When the weather turns warm, LG&E and KU power plants are a haven for winged and four-legged neighbors — everything from ducks, turkeys, foxes, turtles, bobcats, deer, peregrine falcons, and even the occasional osprey and American bald eagle.
While there are many types of wildlife at the plants, a few select special friends have earned a place of honor at the facilities.
Trimble County's "Oreo," the plant's resident deer for the last six years, is often seen roaming the property and greeting employees and contractors.
"She's getting pretty old and is a special friend to all," said Joan Lipp, manager of Major Capital Projects in Project Engineering.

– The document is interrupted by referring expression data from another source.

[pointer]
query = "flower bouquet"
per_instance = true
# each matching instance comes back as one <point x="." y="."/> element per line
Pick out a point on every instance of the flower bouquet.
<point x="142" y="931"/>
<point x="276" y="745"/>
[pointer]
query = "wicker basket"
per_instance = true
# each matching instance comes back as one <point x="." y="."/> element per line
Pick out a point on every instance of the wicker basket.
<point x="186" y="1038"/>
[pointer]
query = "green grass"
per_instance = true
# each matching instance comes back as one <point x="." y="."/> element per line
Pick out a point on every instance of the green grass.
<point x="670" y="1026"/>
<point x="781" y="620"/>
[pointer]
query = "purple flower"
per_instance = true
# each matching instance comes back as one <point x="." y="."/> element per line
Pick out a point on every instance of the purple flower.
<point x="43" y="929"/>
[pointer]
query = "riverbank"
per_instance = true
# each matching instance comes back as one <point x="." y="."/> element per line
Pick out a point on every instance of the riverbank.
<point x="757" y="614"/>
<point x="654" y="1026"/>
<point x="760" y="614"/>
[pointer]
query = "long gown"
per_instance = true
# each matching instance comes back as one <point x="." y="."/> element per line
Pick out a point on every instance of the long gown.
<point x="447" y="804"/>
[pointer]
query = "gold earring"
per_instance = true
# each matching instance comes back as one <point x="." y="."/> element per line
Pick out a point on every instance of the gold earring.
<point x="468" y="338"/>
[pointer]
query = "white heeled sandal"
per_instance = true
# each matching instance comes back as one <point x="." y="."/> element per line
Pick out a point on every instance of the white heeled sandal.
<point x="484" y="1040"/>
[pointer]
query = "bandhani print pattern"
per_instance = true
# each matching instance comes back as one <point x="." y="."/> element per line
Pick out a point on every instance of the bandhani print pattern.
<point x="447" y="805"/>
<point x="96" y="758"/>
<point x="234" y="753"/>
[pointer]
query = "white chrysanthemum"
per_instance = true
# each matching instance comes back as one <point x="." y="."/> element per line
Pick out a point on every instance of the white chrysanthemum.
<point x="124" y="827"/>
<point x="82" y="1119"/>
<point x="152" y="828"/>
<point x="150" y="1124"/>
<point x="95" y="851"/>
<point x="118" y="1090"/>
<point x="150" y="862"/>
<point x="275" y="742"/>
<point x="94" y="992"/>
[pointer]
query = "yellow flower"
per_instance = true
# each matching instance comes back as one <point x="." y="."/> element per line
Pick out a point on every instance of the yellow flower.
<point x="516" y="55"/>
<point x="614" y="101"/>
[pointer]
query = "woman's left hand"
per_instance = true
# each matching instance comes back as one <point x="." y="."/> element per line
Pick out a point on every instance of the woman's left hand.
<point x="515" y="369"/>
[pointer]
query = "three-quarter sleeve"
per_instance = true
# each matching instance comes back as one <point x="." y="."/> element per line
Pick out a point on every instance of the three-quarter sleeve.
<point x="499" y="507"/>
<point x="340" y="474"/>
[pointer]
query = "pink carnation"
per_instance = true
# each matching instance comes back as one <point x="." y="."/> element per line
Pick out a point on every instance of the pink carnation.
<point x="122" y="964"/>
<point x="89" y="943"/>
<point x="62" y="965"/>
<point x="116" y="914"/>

Osprey can be seen nesting at Ohio Falls this spring, and sometimes American bald eagles are spotted soaring around the property. "One morning, one of our employees saw a bald eagle in a small tree by the entrance gate," said Ohio Falls Production Supervisor Kerry Johnson. "He said you really don't realize just how big they are until you get really close to them."

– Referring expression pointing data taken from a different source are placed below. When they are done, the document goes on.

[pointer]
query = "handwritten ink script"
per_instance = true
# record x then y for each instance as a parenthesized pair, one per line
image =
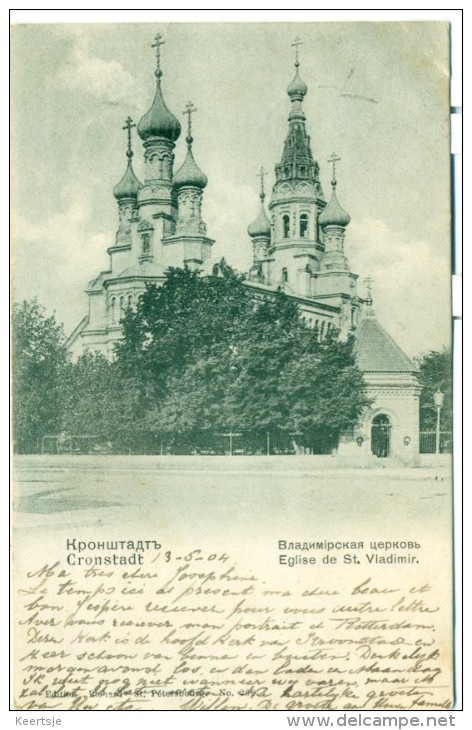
(201, 633)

At Mill Creek, plant personnel watch over Diana, the resident peregrine falcon since 2006. On May 10, Kentucky Department of Fish and Wildlife Resources banded four of Diana's young falcons from this year's nesting season.
KDFWR also banded two peregrine falcon chicks growing in the nest box at Ghent this year and named the plant its 2018 "Cooperator of the Year."
Preservation efforts in place
It's no surprise animals and birds call LG&E and KU's power plants home, thanks in part to the dedication of company employees.
The company adopted in 2008 an Avian Protection Plan to protect birds from coming in contact with electrical equipment and power lines. The plan's managed by the Avian Protection Committee, comprised of employees from business areas companywide. The committee tracks avian-related issues across the company and updates the plan as needed to meet regulatory requirements.
E.W. Brown Plant Manager Jeff Fraley and Environmental Coordinator Angela Zevely are members of the Herrington Lake Conservation League, an organization dedicated to the preservation of the natural beauty of the lake and surrounding water shed.
Trimble County and Ohio Falls have areas carved out decades ago for wildlife preservation. Nestled at Trimble County sits the more than 100-acre Corn Creek Oxbow area that was part of the original plant site purchase and set aside in the 1970s.
In 1982, Ohio Falls was designated a landmark in the National Wildlife Conservation Area. The 1,000-acre site around the plant is maintained by the U.S. Army Corps of Engineers.
"You never know what you'll see next," said Johnson. "They somehow know that they are protected here."